Warum reden, sich zu einem offenen Geständnis entschließen und nach Ansätzen für andere suchen? Es ist besser, alles selbst zu machen. Einfacher.
- Du schämst dich
Wer beim Masturbieren keine Zeit hat, einen Orgasmus zu erleben, beginnt allmählich in den Abgrund seelischer Qual und Scham zu stürzen. Das ist sowohl Männern als auch Frauen bekannt. Der Grund dafür ist auch eine strenge Erziehung und religiöse Überzeugungen.
Obwohl die Einstellung der Gesellschaft zu den Themen Sex und Masturbation in den letzten Jahren deutlich freundlicher geworden ist, empfinden viele Menschen narzisstische Handlungen immer noch als schmutzig und beschämend. Der Glaube an diesen Glauben stellt die sexuellen Bedürfnisse und Wünsche einer Person in Frage. Wie Sie sich vorstellen können, ist dies nicht das Beste für Ihr Sexualleben.
- Sie verweigern Hilfe
Selbst wenn Sie merken, dass Ihre Liebe zur Masturbation langsam zum Problem wird, sehen Sie keinen Grund, etwas zu ändern. Warum sich die Mühe machen? Gehen Sie einfach in den Ruhestand und beziehen Sie wie gewohnt einen Teil Ihrer Abfindung.
Viel oder wenig
So erfuhr ich von Masturbationsgewohnheiten, die sich negativ auf mein Sexualleben auswirken. Wie steht es mit der Häufigkeit des Selbstvergnügens?

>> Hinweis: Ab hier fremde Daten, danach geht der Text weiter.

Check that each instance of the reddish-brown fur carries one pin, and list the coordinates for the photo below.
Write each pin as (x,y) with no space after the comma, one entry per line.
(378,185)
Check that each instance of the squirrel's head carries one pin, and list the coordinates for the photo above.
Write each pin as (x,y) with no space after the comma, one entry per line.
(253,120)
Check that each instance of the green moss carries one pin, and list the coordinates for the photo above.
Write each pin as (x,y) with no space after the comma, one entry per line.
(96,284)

Woher weißt du, dass du anfängst, wie ein Drogenabhängiger zu klingen, wenn du zu oft masturbierst? Achtet auf diese Zeichen, meine Freunde: Sie
Tobias Köhler, Urologe und Arzt, warnt: „Die Verletzung kann sehr schwerwiegend sein. Darüber hinaus können die Verletzungen von sehr mild (leichtes Reiben der Haut) bis sehr schwerwiegend sein, einschließlich der Peyronie-Krankheit (wenn sich Narbengewebe am Penis bildet).

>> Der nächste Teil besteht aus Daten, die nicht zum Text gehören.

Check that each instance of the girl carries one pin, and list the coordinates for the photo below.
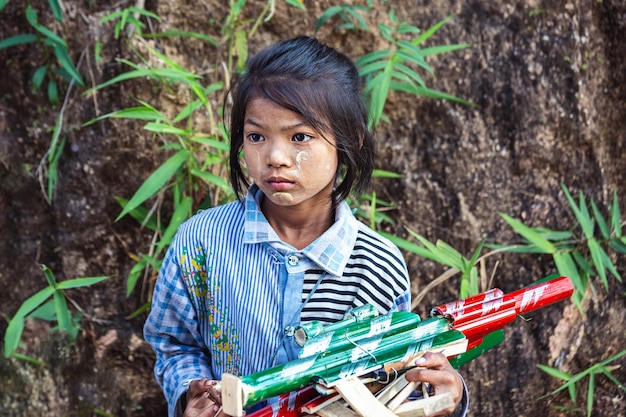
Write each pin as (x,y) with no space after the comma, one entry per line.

Laut Köhler kann dies passieren, wenn sich der Penis beim Masturbieren zu stark zusammenzieht. Denken Sie daran, auch Vergnügen erfordert Aufmerksamkeit!
7 Fakten über Masturbation, die Sie vielleicht nicht kennen. Schaden und Nutzen der Masturbation.

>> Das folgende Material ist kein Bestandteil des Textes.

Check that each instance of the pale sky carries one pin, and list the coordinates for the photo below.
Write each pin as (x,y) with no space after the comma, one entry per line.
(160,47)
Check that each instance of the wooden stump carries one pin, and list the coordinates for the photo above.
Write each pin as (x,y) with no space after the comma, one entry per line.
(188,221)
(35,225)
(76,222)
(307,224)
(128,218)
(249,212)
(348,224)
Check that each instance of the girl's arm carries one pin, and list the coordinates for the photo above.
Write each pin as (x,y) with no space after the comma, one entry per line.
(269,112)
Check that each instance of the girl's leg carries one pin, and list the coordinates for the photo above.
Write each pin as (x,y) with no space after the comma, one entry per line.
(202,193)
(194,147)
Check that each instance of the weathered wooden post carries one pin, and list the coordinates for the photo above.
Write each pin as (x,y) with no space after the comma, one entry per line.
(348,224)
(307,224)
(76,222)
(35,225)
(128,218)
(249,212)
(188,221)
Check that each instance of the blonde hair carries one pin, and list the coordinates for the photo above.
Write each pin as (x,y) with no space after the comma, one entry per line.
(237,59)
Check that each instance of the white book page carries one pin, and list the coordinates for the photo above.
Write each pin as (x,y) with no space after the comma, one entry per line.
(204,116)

- Du kannst keine anderen Dinge tun
Es ist schwer, Hausarbeiten oder Arbeitsprojekte zu erledigen, weil man sich nur mit Pornografie und Masturbation beschäftigt. Möglicherweise kommen Sie sogar zu spät zu wichtigen Ereignissen, weil Sie mit Zwangsgedanken nicht klarkommen. Kennen Sie das? Dann hast du definitiv Probleme.
- Sie verlassen das Haus seltener
Ihre Freunde haben bereits vergessen, wann Sie sie das letzte Mal mit Ihrer Anwesenheit erfreut haben. Wenn Sie einen Abend mit einem Pornostar und einer Packung Taschentücher verbringen können, warum dann nicht zusammenkommen, ausgehen und Spaß haben?
Das ist normal — manchmal braucht man eine Pause von der Hektik in den eigenen vier Wänden. Aber wenn Sie systematisch soziale Aktivitäten aufgeben, nur um zu masturbieren, ist es dann nicht an der Zeit zuzugeben, dass Ihre Liebe zur Masturbation zu einer Obsession geworden ist?
- Du hast kein Interesse mehr an Sex
Wenn Sie masturbieren, scheinen Sie bestimmten Ritualen zu folgen. Sie schauen sich ein bestimmtes Genre von Pornografie an oder führen die gleichen Handbewegungen aus. Wenn es Zeit für Sex ist, merken Sie plötzlich, dass Sex an sich Sie nicht interessiert.

So funktioniert es: Wenn Sie dieselben Videos ansehen und dieselben Handbewegungen mit denselben Techniken ausführen, werden Ihr Gehirn und Ihr Körper darauf programmiert, Vergnügen nur auf eine bestimmte Art und Weise zu empfinden. Dies kann letztendlich zu Erektionsproblemen beim Sex mit Ihrem Partner führen. Ganz einfach, weil dieser ganze echte Sex nicht so aufregend ist wie das Anschauen eines kurzen Videos.
- Du denkst rund um die Uhr an Masturbation
Mit diesen Gedanken wachst du auf. Frühstück, Mittag- und Abendessen mit ihnen. Wenn Sie mit etwas beschäftigt sind, träumen Sie ständig davon, nach Hause zu kommen und vor dem Bildschirm zu sitzen. Und dein Tag vergeht.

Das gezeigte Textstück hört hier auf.